Bound High! was conceived by Chameleon Twist creator Hideyuki Nakanishi at Japan System Supply, who worked as one of the designers and programmers on the project as an undergraduate student. Nakanishi had looked at game plans on the desk of the company's president and found them uninteresting. This led to Nakanishi creating a summary for Bound High! and leaving it on the wall for the president to find. This led to the project being greenlit. One of Nakanishi's co-workers handled the sound programming along with composer Takaaki Oka, while Nakanishi handled everything else. More members eventually joined the development process.

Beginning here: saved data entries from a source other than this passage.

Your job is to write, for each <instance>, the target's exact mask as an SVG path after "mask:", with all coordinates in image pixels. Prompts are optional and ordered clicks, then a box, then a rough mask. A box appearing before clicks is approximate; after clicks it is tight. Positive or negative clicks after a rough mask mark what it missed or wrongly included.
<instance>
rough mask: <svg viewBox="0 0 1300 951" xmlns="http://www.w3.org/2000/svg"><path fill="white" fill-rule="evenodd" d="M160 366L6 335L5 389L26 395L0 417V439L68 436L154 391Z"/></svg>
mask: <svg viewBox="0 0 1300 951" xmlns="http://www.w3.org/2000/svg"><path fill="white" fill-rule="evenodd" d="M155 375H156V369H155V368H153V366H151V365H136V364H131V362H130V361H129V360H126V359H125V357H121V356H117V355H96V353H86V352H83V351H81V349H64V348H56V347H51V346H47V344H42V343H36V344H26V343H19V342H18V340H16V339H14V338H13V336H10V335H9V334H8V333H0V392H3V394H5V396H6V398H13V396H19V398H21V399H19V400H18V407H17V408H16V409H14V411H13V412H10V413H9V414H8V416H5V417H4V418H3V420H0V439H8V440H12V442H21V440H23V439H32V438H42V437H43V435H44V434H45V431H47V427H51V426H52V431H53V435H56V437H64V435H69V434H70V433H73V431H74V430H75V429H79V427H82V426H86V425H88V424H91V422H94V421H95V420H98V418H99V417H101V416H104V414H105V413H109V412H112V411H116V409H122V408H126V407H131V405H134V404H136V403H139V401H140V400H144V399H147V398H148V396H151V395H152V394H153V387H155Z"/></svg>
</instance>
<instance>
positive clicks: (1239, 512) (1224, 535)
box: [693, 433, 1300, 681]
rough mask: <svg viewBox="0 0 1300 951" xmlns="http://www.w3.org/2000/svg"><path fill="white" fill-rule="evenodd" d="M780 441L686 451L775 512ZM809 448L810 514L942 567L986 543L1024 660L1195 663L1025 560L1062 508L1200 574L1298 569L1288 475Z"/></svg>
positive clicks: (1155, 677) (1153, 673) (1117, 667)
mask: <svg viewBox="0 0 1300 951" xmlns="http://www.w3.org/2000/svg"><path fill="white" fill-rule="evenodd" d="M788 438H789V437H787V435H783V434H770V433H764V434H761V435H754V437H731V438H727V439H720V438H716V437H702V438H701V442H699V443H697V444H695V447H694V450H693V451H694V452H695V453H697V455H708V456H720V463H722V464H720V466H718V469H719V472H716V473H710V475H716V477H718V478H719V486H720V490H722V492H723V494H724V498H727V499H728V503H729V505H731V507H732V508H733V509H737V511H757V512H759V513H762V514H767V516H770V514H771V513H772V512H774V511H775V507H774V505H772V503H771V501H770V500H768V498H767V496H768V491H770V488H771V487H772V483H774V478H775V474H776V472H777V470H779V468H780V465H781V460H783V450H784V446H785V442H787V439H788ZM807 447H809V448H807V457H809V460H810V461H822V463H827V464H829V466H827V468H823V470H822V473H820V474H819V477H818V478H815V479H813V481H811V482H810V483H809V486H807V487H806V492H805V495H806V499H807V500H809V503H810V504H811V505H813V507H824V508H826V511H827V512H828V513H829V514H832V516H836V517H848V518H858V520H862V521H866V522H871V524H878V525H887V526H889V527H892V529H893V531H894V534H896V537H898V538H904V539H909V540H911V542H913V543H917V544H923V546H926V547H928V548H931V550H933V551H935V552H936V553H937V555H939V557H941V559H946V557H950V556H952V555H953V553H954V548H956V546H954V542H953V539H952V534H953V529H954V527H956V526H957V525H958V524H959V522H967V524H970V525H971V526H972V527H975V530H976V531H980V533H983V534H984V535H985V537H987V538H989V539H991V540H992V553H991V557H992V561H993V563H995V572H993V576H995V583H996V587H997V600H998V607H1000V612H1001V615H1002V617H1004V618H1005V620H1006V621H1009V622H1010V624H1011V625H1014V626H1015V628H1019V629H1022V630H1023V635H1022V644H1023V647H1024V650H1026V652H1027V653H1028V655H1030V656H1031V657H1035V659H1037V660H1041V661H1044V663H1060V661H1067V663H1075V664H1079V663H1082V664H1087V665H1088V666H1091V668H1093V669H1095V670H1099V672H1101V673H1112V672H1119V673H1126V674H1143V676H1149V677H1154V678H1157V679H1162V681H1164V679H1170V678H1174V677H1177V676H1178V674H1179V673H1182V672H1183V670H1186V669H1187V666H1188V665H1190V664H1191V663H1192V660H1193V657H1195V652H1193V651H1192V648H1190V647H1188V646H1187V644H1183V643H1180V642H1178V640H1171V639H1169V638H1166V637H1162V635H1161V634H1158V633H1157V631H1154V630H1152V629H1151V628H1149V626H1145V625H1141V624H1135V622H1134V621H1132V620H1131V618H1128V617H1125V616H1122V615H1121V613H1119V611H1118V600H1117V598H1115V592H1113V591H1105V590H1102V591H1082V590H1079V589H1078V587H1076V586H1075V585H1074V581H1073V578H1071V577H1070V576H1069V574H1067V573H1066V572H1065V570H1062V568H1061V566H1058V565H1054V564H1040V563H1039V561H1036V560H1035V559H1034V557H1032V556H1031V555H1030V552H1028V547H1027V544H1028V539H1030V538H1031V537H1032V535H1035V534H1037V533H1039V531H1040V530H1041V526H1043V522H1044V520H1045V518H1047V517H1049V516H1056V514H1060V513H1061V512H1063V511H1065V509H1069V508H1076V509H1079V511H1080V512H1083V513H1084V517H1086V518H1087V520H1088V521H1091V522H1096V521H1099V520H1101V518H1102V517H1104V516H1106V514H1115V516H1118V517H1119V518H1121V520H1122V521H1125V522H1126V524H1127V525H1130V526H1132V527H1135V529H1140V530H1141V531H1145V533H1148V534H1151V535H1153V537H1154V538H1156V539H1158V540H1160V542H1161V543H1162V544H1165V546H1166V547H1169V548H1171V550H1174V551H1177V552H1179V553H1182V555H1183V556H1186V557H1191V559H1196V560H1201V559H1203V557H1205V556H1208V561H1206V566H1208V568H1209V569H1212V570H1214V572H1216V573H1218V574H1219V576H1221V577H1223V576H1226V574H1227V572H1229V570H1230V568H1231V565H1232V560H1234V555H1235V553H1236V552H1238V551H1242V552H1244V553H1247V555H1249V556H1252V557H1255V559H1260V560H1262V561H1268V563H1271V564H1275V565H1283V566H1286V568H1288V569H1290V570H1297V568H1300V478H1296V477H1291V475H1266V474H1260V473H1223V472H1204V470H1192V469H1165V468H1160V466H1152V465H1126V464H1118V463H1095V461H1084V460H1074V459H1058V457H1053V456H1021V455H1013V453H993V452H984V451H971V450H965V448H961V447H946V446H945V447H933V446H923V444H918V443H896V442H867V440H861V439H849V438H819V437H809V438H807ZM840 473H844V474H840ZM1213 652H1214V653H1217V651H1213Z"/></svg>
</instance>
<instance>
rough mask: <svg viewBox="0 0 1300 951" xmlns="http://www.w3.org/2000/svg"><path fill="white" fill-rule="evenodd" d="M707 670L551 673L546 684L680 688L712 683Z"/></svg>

Bound High! was first showcased to the video game press and attendees of Shoshinkai 1995, and later had its rights purchased by Nintendo, which originally slated it for a February 23, 1996 release. It was later showcased at E3 1996 and was set to be one of the first games for the relaunch of the Virtual Boy along with Intelligent Systems' Dragon Hopper. It was slated for an August 26, 1996 launch in both United States and Japan; however it was never released due to Nintendo discontinuing the Virtual Boy for being a commercial failure.

On May 3, 2010, a complete ROM image compiled from the source code of Bound High! that was acquired by hobbyist community Planet Virtual Boy was leaked online. A limited number of reproduction copies were created and released, complete with packaging mimicking officially licensed Virtual Boy releases.

== Reception and legacy ==
Prior to the discontinuation of the Virtual Boy that led to Bound High! being cancelled, former Nintendo president Hiroshi Yamauchi called the game as "the most promising title" during his keynote speech at Shoshinkai 1995. In a preview, Nintendo Power referred to its design as "fiendish." They later praised it, noting that it had the potential to be one of the best Virtual Boy releases. 1UP.coms Todd Ciolek regarded it as a notable cancelled game, praising its use of the Virtual Boy's visual design. Retronauts writer Jeremy Parish speculated that the release of Star Fox 2 on the SNES Classic could lead to Bound High! seeing a proper release as well. Writing for Time Extension, John Szczepaniak proclaimed that "No other game in the library showcases the potential of the Virtual Boy like Bound High! does".

After the release of Bound High! on Virtual Boy was cancelled, Japan System Supply took most of the ideas and the soundtrack when developing a follow-up on the Game Boy titled Chalvo 55 that was released in February 21, 1997. Hideyuki Nakanishi was not involved during its development due to lack of interest.